Tsunami di Aceh 26 Desember 2004, tak kurang dari 230.210 orang korban meninggal dilanda Tsunami yang tak bisa dihentikan.

Tsunami pangandaran yang terjadi pada 17 juli 2006 menyebabkan 668 orang meninggal dunia, 65 hilang dan 9.299 lainnya luka-luka.

Tsunami di Mentawai Sumatera 25 Oktober 2010, mengakibatkan 286 orang dilaporkan tewas dan 252 orang lainnya dilaporkan hilang.

Tsunami di Palu 28 September, menurut data BNPB, lebih dari 2.000 orang tewas, luka-luka 4.612 orang, 1.309 orang hilang dan menyebabkan 223.751 orang mengungsi.

Dan baru saja Tsunami di Selat Sunda 22 Desember 2018, hingga tulisan ini dibuat terdapat 373 orang meninggal, 1459 orang Luka, 128 orang hilang, dan 5.665 orang mengungsi dari rumahnya. Korban meninggal diperkirakan akan terus bertambah disebabkan banyaknya orang yang hilang.
Belum lagi kerugian material yang cukup besar diderita para penduduk yang terkena musibah.

Korban dan kerugian materil itu bisa diminimalisir karena adanya alat pendeteksi gejala Tsunami dini (Deep Ocean Tsunami Detection Buoy). Sebuah alat untuk mendeteksi perubahan permukaan air laut sebagai pendeteksi dini gejala akan datangnya Tsunami.

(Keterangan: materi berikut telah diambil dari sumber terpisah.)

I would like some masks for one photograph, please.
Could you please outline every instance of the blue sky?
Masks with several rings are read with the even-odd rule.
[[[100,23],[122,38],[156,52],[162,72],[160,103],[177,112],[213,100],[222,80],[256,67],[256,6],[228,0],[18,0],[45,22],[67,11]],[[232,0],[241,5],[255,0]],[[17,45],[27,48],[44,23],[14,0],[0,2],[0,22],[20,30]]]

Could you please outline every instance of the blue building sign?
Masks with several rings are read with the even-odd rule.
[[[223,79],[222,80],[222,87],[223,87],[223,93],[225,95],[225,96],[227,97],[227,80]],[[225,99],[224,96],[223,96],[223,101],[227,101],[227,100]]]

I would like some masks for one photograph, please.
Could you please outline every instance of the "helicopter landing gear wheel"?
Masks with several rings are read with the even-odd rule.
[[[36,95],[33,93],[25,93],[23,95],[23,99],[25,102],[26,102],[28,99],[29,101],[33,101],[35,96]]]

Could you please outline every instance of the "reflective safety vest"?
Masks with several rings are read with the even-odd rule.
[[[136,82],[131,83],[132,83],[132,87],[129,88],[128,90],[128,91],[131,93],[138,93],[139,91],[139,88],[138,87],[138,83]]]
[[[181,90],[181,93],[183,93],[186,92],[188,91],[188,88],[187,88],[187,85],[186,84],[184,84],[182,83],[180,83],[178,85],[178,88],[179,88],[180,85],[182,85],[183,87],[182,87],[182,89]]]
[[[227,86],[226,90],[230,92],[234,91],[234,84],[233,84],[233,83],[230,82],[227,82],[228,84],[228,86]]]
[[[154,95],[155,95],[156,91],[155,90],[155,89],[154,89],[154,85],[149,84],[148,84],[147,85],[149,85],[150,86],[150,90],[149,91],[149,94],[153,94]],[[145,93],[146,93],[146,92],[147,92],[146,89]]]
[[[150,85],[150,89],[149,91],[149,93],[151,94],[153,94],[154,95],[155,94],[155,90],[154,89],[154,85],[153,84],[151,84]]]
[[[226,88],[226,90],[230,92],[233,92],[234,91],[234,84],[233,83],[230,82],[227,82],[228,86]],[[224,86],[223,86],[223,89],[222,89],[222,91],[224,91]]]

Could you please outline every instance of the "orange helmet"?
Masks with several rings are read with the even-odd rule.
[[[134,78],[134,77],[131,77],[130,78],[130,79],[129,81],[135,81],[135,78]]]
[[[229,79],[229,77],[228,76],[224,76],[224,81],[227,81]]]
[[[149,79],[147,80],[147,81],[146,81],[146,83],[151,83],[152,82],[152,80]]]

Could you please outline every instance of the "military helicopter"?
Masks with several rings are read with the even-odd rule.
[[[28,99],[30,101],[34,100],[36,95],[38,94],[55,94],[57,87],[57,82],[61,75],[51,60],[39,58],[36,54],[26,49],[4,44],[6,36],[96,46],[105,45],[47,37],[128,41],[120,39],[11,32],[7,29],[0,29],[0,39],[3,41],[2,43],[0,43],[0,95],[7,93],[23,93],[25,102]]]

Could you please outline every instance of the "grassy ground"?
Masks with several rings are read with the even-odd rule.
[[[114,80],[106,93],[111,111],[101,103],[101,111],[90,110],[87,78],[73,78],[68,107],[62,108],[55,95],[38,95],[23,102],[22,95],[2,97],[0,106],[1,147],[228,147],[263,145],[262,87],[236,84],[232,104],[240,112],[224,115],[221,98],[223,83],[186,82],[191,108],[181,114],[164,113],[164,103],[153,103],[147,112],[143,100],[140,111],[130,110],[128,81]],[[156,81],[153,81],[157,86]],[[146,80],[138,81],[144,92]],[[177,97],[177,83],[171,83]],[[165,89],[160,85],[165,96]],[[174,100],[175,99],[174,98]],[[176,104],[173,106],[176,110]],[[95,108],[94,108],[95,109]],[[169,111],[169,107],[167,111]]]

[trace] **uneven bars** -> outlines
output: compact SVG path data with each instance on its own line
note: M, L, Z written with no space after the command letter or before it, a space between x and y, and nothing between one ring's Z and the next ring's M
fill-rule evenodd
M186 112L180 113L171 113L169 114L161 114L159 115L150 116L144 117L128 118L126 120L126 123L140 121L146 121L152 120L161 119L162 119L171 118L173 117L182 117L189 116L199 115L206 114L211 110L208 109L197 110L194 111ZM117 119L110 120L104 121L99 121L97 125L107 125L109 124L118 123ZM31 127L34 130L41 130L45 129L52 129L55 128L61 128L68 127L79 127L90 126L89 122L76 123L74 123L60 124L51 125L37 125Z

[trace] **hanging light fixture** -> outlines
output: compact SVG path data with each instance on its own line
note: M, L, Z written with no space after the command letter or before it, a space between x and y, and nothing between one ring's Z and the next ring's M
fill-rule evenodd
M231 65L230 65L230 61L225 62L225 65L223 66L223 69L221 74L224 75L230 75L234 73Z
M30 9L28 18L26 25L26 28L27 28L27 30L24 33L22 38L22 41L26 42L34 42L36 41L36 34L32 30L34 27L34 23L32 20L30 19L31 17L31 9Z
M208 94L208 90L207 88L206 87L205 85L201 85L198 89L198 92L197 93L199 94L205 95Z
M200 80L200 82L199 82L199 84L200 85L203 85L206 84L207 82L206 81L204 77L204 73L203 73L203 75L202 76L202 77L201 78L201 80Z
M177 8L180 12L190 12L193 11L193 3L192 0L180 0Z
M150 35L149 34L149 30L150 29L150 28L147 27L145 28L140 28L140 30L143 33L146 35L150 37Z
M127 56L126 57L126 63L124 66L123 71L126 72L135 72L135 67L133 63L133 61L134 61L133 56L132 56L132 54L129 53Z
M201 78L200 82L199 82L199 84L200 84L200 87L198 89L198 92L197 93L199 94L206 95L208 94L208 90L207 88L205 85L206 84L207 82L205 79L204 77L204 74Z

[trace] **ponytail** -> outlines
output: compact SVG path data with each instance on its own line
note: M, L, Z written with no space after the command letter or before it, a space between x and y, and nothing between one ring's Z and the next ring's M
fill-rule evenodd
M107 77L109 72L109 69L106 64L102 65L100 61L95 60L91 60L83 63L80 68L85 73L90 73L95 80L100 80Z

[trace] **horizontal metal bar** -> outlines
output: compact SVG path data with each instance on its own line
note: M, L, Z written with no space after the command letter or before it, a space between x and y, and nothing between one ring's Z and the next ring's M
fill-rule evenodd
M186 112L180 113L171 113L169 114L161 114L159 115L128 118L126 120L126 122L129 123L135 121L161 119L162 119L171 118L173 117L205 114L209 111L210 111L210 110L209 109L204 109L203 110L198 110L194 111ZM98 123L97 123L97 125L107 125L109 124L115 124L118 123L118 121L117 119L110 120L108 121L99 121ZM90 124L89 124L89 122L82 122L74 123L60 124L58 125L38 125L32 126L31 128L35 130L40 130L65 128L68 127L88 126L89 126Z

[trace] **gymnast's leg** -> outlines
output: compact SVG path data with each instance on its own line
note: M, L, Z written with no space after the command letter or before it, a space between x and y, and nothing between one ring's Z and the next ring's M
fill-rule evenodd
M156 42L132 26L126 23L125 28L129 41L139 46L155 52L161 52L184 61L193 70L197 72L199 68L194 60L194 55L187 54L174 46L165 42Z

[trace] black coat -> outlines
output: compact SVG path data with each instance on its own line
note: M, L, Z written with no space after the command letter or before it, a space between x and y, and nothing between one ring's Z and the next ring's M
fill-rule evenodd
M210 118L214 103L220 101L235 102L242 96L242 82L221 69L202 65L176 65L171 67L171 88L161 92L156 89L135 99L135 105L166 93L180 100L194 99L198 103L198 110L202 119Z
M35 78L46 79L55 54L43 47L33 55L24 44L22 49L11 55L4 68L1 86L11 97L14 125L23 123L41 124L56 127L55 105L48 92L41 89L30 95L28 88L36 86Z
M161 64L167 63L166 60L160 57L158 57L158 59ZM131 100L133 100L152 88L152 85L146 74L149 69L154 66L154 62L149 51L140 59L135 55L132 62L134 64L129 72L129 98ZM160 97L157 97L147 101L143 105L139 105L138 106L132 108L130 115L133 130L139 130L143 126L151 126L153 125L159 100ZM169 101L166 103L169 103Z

Indonesia memiliki 21 Buoy. 10 buah dari hibah pemerintah Jerman senilai 610 Miliar, dan 3 buah hibah dari Pemerintah Amerika Serikat. Peralatan Buoy itu awalnya dipasang di titik-titik strategis lokasi rawan Tsunami agar kejadian Tsunami dapat diketahui semenjak dini sebelum menyebabkan korban dan kerugian lebih besar bagi penduduknya.

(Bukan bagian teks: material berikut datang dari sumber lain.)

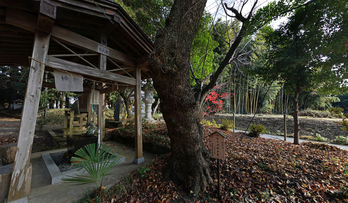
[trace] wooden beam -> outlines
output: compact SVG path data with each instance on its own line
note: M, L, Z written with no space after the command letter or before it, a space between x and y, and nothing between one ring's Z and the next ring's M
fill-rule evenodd
M52 55L48 55L48 56L53 56L54 57L60 57L63 56L98 56L99 55L99 54L53 54Z
M134 85L136 84L135 79L134 78L111 73L105 70L98 70L58 58L47 57L46 63L50 66L69 72L131 85Z
M35 32L37 26L38 17L21 10L10 8L6 9L6 23Z
M48 0L40 0L37 29L45 33L51 33L56 19L57 6Z
M45 62L49 43L49 34L37 32L32 57ZM24 191L26 175L35 131L44 70L44 65L32 60L17 140L17 149L8 193L8 202L26 195Z
M124 72L125 73L126 73L127 74L127 75L128 75L128 76L129 76L130 77L133 78L134 78L134 77L133 77L133 76L132 76L130 75L130 74L129 73L128 73L128 72L126 72L126 71L125 71L125 69L128 69L127 68L127 69L122 68L121 68L121 67L119 65L118 65L117 63L115 63L115 62L114 61L112 61L112 60L111 60L111 59L110 59L110 58L107 58L107 59L109 60L109 61L110 61L110 62L111 62L114 65L116 65L116 67L118 67L118 68L120 68L120 69L119 69L119 70L122 70L122 71L123 71L123 72Z
M141 67L143 68L143 67L147 66L149 65L149 63L148 61L149 60L149 54L146 54L146 55L144 55L141 57L139 57L136 59L136 65L137 66L139 66L139 67ZM143 68L142 69L143 69L144 68ZM149 69L147 69L147 70L144 69L145 71L149 71Z
M75 54L75 55L77 54L76 53L76 52L75 52L74 51L73 51L72 50L70 49L69 48L69 47L68 47L66 46L65 45L64 45L63 44L62 44L61 42L57 40L56 39L54 39L54 38L52 38L52 39L53 40L53 41L55 41L56 42L57 42L57 43L58 43L58 44L59 44L59 45L61 45L61 46L62 46L64 48L65 48L65 49L66 49L67 50L68 50L68 51L69 51L70 52L71 52L73 54ZM96 67L95 65L94 65L93 64L92 64L92 63L91 63L90 62L89 62L88 61L87 61L87 60L86 60L85 58L82 58L82 56L79 56L78 55L76 55L79 58L80 58L81 59L82 59L85 62L87 63L88 63L89 65L92 65L92 67L93 67L94 68L97 68L97 67Z
M37 17L23 11L10 8L6 11L7 23L33 32L36 30L37 21ZM106 55L113 60L129 66L135 65L135 58L59 26L53 25L51 35L61 41L86 51L100 53L100 49L108 49L108 55Z
M140 163L138 161L143 158L143 139L141 119L141 77L140 68L136 67L134 77L136 79L136 85L134 88L134 118L135 128L135 158L133 162ZM137 159L137 160L135 159Z
M109 93L109 92L115 92L115 91L118 91L122 89L126 89L134 88L134 85L124 86L120 85L111 85L109 87L102 89L100 90L100 94Z
M135 65L135 58L62 28L54 26L51 34L63 42L86 51L99 53L100 47L103 47L109 50L108 56L112 59L130 66Z
M106 46L108 44L108 36L104 34L100 34L100 42ZM101 70L106 71L106 56L101 54L98 57L98 68ZM105 85L103 83L100 83L98 84L98 87L99 89L102 89ZM100 136L99 137L99 141L100 143L103 142L103 126L104 125L103 123L103 115L104 111L105 110L105 94L99 94L99 105L98 107L98 123L100 124L99 128L100 129Z
M54 83L49 83L48 82L42 82L42 87L47 87L47 88L56 88L56 84ZM92 87L87 85L84 85L84 92L90 92ZM99 89L95 88L96 90L99 90Z

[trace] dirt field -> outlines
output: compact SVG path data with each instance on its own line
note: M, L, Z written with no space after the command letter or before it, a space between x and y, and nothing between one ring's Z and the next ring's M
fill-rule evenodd
M253 115L236 114L235 117L236 127L238 129L246 128ZM322 136L333 139L336 136L348 136L348 132L344 131L341 126L337 123L341 121L338 118L312 118L299 117L301 129L300 135L313 136L315 133L320 134ZM217 114L210 119L214 119L216 123L221 123L222 119L232 119L232 114ZM255 116L252 123L261 123L266 126L270 134L274 134L279 131L284 132L284 118L282 115L263 115ZM286 117L287 134L294 133L293 118L291 116Z
M0 115L0 146L17 141L20 122L19 119ZM55 146L47 134L46 131L48 129L55 129L62 127L57 125L45 126L42 132L40 132L37 127L34 135L32 152L55 149Z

Namun keberadaan, fungsi dan pemanfaatan Buoy tersebut ternyata amat terpasung oleh birokrasi institusi dan anggaran. Badan Meteorologi-Klematologi dan Geofisika
(BMKG) tidak dapat menerima data dari Buoy secara cepat karena aturan Pemerintah yang memutuskan pengelolaannya ditangani oleh BPPT (Badan Pengkajian dan Penerapan Teknologi). Padahal skenario awalnya data Buoy mendukung kerja BMKG. Sehingga jika ada gejala Tsunami, BMKG dapat mengetahui data tersebut secara cepat untuk mengantisipasi terjadinya efek dari Tsunami bagi para penduduk. Namun BMKG menjadi salah satu institusi kambing hitam akibat terjadinya Tsunami yang disebabkan kakunya birokrasi dan lumpuhnya keluwesan institusi yang justru hatus dapat menggunakan peralatan dan prosedur Buoy.

Belum lagi kasus-kasus Buoy yang rusak bahkan hilang. Buoy yang ada banyak yang baut-bautnya hilang dan dijadikan Gantungan jala bagi nelayan. Begitupula Buoy yang hilang, mungkin sudah mendarat di lapak besi kiloan ditukar dengan beberapa lembar rupiah saja. Padahal fungsinya dapat menyelamatkan ribuan penduduk disekitarnya. 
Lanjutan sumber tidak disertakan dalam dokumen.